To paraphrase the author and educational reformer, Parker Palmer, “technical problems require technical solutions and non-technical problems require non-technical solutions.” What I hear in Palmer’s analysis is a call to pay attention to the root cause or source of teaching dysfunction or deformation. Sometimes teachers struggle with external best practices such as lesson planning, culturally responsive pedagogy, seating arrangements or assessing student performance.
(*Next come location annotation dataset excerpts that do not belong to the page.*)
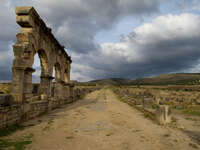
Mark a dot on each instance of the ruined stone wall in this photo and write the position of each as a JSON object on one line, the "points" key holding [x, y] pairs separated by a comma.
{"points": [[18, 113], [27, 101], [36, 38]]}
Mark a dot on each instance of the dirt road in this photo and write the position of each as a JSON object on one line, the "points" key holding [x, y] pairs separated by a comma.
{"points": [[101, 122]]}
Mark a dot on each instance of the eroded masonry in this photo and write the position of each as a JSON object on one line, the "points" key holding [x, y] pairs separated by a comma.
{"points": [[25, 100], [36, 37]]}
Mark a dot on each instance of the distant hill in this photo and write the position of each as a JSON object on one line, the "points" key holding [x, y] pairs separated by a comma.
{"points": [[167, 79], [176, 79]]}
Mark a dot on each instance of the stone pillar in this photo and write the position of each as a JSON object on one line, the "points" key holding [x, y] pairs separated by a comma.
{"points": [[163, 114], [58, 89], [66, 91], [28, 89], [18, 84], [71, 92], [45, 85]]}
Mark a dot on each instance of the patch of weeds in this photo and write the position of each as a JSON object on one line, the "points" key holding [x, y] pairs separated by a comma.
{"points": [[192, 119], [18, 144], [154, 106], [136, 130], [69, 137], [192, 112], [109, 134], [193, 145], [46, 128], [166, 135], [147, 115], [10, 130]]}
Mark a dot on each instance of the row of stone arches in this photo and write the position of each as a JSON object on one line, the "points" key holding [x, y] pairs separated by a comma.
{"points": [[36, 38]]}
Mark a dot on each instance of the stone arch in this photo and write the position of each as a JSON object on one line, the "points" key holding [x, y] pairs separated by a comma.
{"points": [[36, 37], [43, 61], [66, 76], [57, 67]]}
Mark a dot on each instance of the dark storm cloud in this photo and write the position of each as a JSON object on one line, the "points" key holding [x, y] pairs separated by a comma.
{"points": [[76, 22], [169, 43]]}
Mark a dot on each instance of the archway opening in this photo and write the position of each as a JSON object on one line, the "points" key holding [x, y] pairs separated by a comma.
{"points": [[57, 72], [40, 64], [66, 76]]}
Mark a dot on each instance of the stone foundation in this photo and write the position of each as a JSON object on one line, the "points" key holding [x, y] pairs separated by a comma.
{"points": [[17, 113]]}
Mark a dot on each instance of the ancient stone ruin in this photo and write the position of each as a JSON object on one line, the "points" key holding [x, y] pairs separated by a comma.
{"points": [[36, 37], [26, 101]]}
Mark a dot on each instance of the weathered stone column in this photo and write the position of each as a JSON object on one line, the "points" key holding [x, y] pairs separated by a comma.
{"points": [[18, 84], [45, 85], [28, 89], [71, 92], [66, 91]]}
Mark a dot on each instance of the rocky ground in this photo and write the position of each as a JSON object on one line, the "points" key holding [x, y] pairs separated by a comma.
{"points": [[101, 122]]}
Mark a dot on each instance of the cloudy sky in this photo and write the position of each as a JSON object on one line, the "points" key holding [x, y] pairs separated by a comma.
{"points": [[113, 38]]}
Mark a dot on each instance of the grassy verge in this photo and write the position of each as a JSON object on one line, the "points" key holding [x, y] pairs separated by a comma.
{"points": [[18, 144], [145, 113], [192, 112], [10, 130]]}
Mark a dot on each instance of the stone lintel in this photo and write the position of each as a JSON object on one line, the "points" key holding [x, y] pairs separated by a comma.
{"points": [[47, 76], [29, 69]]}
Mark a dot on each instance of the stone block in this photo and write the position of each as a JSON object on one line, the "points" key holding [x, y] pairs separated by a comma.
{"points": [[163, 114]]}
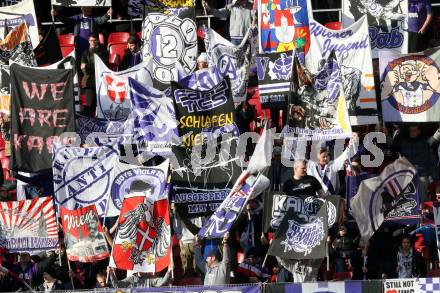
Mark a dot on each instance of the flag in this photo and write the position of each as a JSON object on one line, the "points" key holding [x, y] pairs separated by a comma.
{"points": [[83, 177], [262, 157], [210, 117], [410, 87], [387, 23], [200, 186], [83, 235], [42, 110], [22, 13], [375, 198], [318, 110], [49, 50], [170, 41], [153, 118], [277, 204], [28, 225], [284, 25], [353, 52], [297, 238], [112, 90], [246, 187], [143, 240], [81, 3], [232, 61]]}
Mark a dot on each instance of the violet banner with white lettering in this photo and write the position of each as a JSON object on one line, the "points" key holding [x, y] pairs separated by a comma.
{"points": [[28, 225], [84, 238], [42, 108], [353, 52], [387, 22]]}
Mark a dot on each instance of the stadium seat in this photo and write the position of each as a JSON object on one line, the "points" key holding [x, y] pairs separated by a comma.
{"points": [[334, 25], [118, 37], [67, 39], [67, 49]]}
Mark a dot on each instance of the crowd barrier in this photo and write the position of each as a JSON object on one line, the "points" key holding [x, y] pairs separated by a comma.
{"points": [[416, 285]]}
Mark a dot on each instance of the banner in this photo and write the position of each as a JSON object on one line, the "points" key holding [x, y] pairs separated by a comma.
{"points": [[377, 196], [204, 115], [200, 186], [277, 204], [283, 25], [20, 13], [232, 288], [229, 210], [232, 61], [318, 110], [143, 241], [84, 238], [42, 110], [28, 225], [83, 177], [401, 285], [112, 91], [80, 3], [15, 47], [69, 62], [387, 20], [171, 43], [274, 71], [410, 86], [140, 8], [153, 118], [353, 52], [49, 50], [328, 287]]}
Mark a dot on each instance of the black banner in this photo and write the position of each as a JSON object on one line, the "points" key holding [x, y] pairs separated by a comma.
{"points": [[204, 115], [276, 205], [48, 51], [200, 187], [274, 72], [41, 110], [300, 238]]}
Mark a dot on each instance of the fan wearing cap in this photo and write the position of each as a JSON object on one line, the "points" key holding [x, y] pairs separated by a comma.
{"points": [[202, 61], [51, 283], [217, 270]]}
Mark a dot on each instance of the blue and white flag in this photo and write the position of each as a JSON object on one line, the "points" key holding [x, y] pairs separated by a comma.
{"points": [[153, 118], [83, 176], [231, 60], [378, 196]]}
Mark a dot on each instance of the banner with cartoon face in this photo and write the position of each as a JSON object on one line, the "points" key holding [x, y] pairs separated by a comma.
{"points": [[387, 20], [274, 71], [231, 60], [112, 90], [284, 25], [353, 52], [317, 110], [410, 86], [142, 243], [14, 15], [170, 40]]}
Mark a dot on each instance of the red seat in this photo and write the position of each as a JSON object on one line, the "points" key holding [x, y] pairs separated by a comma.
{"points": [[66, 50], [118, 37], [68, 39], [334, 25]]}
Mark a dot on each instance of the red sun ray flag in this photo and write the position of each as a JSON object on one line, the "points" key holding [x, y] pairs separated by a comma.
{"points": [[28, 225]]}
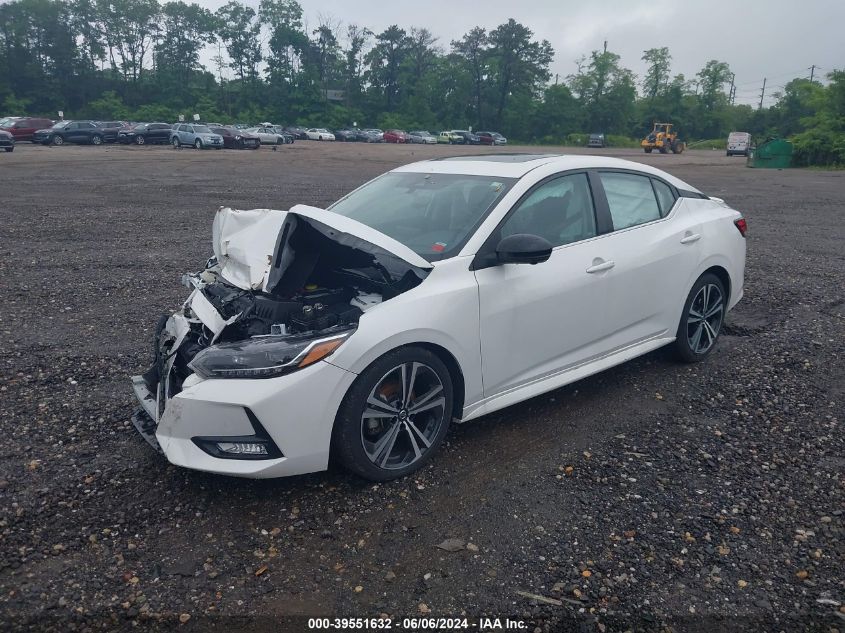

But at times the root cause of ineffective performance lies in a different direction, which Palmer variously describes as heart, courage, identity, integrity or calling. Although speaking from the technical and standards side of the educator effectiveness coin, the Council for the Accreditation of Education Programs (CAEP) also calls for a recognition of and accounting for the “non-academic” aspects of teaching (Standard 3).
What might these non-technical, non-academic, heart-centered elements of teaching look like in practice and how might we recognize them when we see them? First, let me argue that since teaching as a profession has adopted the language of “best-practices” to define the technical that educators should begin using the term of “deep-practices” to refer to the inner qualities of teaching. This will perhaps help with placing these attributes on a similar plain of importance while elevating the shared language of practice which differs from the outer to the inner elements of teaching. What might deep-practices look like in teaching? Based on my reading and synthesis of the literature I would propose the following categories as a way to get the conversation rolling: calling, presence, authenticity, wholeheartedness, and imagination.